Becoming Human: Malala Yousafzai and the Politics of Representation

by Carlo Ceglia

Malala. It is enough to say her first name. How did this 21-year-old Pakistani girl – the youngest, as well as the only female Pakistani, to win the Nobel Peace Prize (2014) – become one of those very few people to be known just by their first name? What about her story is so special that made the former Prime Minister of the United Kingdom Gordon Brown say, ‘We should think of her as everyone’s daughter’ or made the UN launch the Malala Day on the 12thJuly 2013, Malala’s 16th birthday as well as her first public speech after the almost-deadly Taliban attack nearly a year before? In other words, as many Pakistanis wonder to this day, ‘Why Malala?’ and not, for instance, the child victims of US drone strikes in Waziristan and around the Afghanistan-Pakistan border.
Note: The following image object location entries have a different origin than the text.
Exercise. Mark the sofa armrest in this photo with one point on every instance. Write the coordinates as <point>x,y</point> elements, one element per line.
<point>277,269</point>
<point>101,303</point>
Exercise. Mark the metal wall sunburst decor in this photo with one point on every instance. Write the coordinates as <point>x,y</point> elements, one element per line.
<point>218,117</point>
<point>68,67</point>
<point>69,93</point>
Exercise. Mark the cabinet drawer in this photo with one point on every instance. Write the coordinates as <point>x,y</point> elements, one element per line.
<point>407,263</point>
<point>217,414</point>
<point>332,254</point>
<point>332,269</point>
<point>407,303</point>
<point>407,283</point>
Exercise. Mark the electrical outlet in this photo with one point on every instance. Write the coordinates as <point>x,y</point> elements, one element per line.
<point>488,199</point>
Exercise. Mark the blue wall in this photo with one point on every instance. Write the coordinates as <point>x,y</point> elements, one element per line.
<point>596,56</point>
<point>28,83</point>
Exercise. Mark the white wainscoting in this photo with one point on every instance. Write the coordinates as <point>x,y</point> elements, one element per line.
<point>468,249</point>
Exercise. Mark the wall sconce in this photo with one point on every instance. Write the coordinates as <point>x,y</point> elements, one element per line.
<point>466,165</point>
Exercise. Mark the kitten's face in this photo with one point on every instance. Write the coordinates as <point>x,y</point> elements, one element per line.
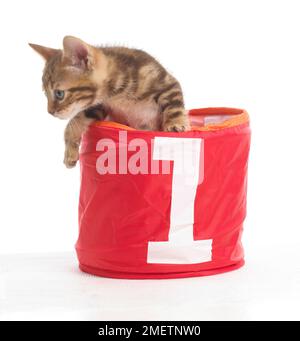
<point>67,78</point>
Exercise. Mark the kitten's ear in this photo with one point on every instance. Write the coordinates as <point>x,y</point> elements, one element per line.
<point>77,53</point>
<point>45,52</point>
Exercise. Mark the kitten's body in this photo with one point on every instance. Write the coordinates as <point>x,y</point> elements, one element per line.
<point>125,85</point>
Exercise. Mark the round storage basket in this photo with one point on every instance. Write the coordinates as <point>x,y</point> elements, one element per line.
<point>164,205</point>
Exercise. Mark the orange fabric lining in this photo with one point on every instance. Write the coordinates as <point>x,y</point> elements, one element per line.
<point>240,117</point>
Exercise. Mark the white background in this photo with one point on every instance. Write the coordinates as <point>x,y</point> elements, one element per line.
<point>242,54</point>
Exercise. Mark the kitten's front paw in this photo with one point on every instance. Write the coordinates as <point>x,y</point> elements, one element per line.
<point>179,125</point>
<point>71,158</point>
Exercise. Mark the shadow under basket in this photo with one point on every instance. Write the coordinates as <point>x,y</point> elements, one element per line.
<point>164,205</point>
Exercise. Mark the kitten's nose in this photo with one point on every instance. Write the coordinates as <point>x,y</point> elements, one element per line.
<point>51,110</point>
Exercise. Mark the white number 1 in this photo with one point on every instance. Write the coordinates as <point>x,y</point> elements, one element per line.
<point>181,248</point>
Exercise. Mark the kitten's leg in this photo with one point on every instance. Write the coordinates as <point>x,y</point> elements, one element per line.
<point>174,116</point>
<point>74,129</point>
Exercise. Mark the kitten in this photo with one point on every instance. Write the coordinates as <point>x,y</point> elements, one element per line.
<point>84,83</point>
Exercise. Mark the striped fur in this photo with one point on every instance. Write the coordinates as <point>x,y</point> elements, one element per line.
<point>129,85</point>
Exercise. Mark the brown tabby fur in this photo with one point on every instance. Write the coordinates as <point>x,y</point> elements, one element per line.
<point>117,83</point>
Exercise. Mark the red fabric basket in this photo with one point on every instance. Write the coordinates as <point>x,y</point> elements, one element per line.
<point>164,220</point>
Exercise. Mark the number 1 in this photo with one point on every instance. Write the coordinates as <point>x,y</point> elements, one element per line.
<point>181,248</point>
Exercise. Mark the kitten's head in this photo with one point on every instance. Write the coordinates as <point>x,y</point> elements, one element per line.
<point>68,77</point>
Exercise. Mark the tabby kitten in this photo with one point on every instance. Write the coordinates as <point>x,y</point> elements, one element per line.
<point>84,83</point>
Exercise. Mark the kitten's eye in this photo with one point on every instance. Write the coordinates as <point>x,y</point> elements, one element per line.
<point>59,94</point>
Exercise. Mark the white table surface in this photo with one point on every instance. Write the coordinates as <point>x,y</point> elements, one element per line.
<point>51,287</point>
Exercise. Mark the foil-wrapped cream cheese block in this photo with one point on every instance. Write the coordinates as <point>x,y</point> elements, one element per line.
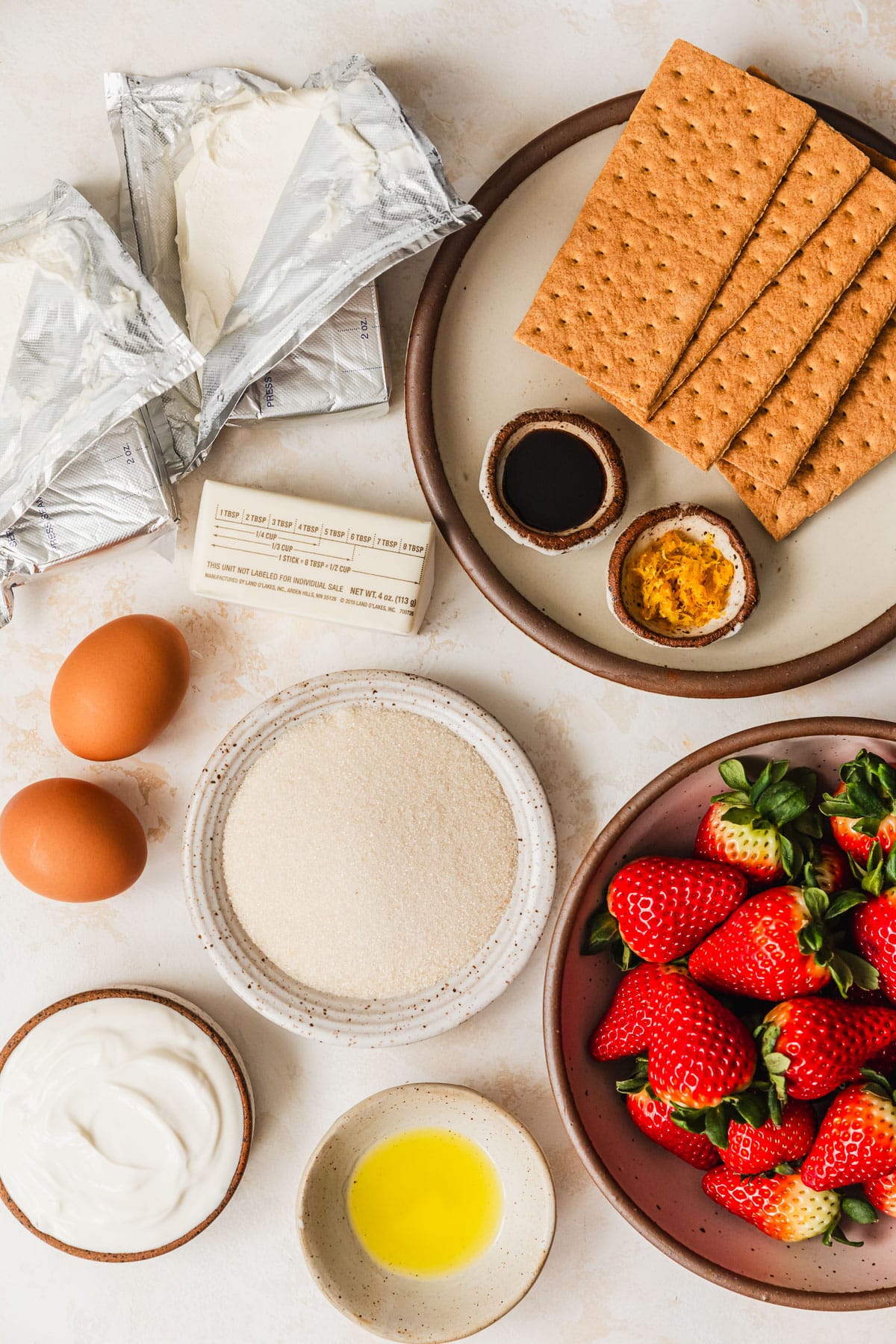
<point>311,558</point>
Is she, as some have said, ‘a potential tool of political propaganda to be utilised by war advocates’? There is a widespread sentiment in Pakistan, cutting across a variety of social classes, that ‘she is now being used — rather, misused — in the West by portraying a wrong image of Pakistan as a violent and anti-women society’.

MALALA8

The focus of this post is, quoting Gillian Whitlock’s epigraph in Soft Weapons: Autobiography in Transit (2007), ‘not on the reality of the Other [Malala and the political/social unrest in the Swat region] but on the circumstances of its construction and the “we” who play and are played by this language game’. I analyse a range of representations, mainly her literary account I Am Malala: The Girl of Stood Up for Education and Was Shot by the Taliban (2013) and the discursive articulations of her story in the major Western English (read: American and British) media.  I will show that some of the concerns felt in Pakistan cannot be completely disregarded under the ‘conspiracy theories’ label: Malala seems to fit, even if in much nuanced ways, the rhetoric of the old colonialist trope ‘white men saving brown women from brown men’ (Spivak 1988:92), especially through the reframing of Western feminism discourse of individual self-empowerment and human rights activism. In this way, the narrative still perpetuates the stereotypical idea of oppressed Muslim women in need of rescue, fighting oppressing Muslim men and suffocating ‘traditional’ cultural practices (Abu-Lughod 2002). The effect is connected to ‘a politics of piety’ that legitimizes and recognizes only certain types of suffering as a call for action and where ‘instead of a face-to-face engagement of compassion to relieve the suffering of the Other, the suffering is generalized, decontextualized, and mapped onto a mass of people.’ Malala represents not just a girl from the Swat valley, but symbolises the entirety of victimised Muslim female – regardless of  their place, age, social contexts, and personal histories – inasmuch as the totality of Muslim men are re-inscribed in the long-standing banner of illiterate, oppressive and hateful individuals.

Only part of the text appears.